September 2008 - Marketing Methods

Trading Down

By Peter Koeppel

There has been a radical shift in consumer purchase behavior this year, with many consumers trading down from SUVs to economy cars, from designer labels to private labels and to discount stores from higher-end retailers. A combination of high gas prices, higher food prices, falling home values, tighter credit and falling stock prices have led to a significant drop in consumer spending for the first time in many years, according to a recent Wall Street Journal article. “Consumers are moving from availability to affordability,” noted Thom Blischok of Information Resources, Inc., which tracks consumer spending. The WSJ story also reported that consumer confidence has dropped 38 percent since its peak in January 2007, with 57 percent of consumers stating in an annual survey that their financial situation had worsened, the highest figure since the survey began in 1946.

WHO BENEFITS?
The radical downward shift in consumer spending has benefited Wal-Mart and discount stores such as Dollar General and Family Dollar Stores, which have experienced increases in sales this year. American car manufacturers have been particularly hard hit by consumers’ rapid move to smaller cars from gas-guzzling SUVs, with both Ford and GM posting record losses.
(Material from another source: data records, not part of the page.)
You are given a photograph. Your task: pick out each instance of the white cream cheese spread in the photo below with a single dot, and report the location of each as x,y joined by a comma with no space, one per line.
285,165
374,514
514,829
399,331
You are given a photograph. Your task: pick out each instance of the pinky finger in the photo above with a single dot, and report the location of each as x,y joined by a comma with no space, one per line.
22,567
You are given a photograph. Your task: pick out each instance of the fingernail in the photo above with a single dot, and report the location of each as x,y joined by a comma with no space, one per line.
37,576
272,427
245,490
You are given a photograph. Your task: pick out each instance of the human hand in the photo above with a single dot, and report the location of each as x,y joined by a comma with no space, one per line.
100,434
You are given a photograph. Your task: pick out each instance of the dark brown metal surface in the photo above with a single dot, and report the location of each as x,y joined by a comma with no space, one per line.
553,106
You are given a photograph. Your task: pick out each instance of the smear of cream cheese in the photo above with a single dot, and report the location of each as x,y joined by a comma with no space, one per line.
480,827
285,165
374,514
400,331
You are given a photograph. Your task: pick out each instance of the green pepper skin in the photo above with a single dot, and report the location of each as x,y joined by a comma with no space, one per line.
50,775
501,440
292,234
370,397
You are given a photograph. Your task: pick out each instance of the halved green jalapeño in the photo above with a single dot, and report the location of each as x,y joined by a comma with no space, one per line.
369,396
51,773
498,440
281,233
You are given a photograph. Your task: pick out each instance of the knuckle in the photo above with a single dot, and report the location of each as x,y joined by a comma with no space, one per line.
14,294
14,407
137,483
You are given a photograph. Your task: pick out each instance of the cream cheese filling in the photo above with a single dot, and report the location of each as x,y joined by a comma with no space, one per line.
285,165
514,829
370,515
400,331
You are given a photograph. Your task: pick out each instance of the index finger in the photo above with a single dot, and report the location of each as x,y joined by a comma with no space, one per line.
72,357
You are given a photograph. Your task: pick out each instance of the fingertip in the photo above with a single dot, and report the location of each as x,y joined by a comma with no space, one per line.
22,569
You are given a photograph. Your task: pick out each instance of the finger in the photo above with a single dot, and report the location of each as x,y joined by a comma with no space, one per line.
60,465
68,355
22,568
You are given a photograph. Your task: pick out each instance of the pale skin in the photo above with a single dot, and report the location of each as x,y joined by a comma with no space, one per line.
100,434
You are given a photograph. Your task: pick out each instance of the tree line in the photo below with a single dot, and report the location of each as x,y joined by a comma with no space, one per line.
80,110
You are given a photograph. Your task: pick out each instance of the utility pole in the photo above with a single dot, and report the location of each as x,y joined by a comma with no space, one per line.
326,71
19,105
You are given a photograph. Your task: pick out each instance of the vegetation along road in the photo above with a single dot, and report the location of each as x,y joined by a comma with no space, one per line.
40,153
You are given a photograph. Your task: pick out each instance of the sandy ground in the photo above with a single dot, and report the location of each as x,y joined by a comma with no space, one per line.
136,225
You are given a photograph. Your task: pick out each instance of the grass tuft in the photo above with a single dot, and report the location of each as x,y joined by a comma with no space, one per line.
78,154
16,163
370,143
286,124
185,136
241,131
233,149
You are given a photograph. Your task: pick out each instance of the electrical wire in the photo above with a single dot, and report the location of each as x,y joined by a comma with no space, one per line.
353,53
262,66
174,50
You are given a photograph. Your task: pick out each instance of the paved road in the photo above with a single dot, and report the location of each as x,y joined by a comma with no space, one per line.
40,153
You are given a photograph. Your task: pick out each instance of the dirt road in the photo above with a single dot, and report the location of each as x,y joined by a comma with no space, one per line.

However, Japanese car manufacturers Toyota and Honda have seen gains, at least with certain key vehicle models. The Toyota Corolla has become the best-selling car in the U.S., surpassing Ford’s F-150 pickup.

ADAPTING TO THE CHANGING CONSUMER
Several trends are emerging in terms of consumer purchase patterns. They are doing more one-stop shopping-for example, buying groceries only once a week to save on gas, buying in bulk, using more coupons, buying more affordably priced items that appeal to convenience versus value and buying more private label store brands than name-brand products.

As noted in the WSJ article, retailers are reacting to these changes by discontinuing products that don’t have mass appeal, building smaller stores that stock fewer products to cut overhead and improve margins, stocking stores with more multi-pack items at the start of the month when consumers are paid and then stocking more individual items at the end of the month, when budgets are tighter. Savvy marketers are developing products that appeal to these new trends in consumer purchase behavior. For example, some are offering lower-priced versions of premium products-and stocking it next to the premium product-in hopes of influencing consumers not to switch to another brand.

Retailers and product marketers who don’t adapt quickly to this radical shift in consumer purchase behavior will find themselves at a severe disadvantage versus their competitors. For example, Sears and Kmart saw their sales fall simply because they were not stocking the type of merchandise that consumers wanted. In contrast, Wal-Mart was able to refine their merchandise mix and have seen sales increase. Staying a step ahead of the competition is more important than ever to survive in today’s challenging retail environment.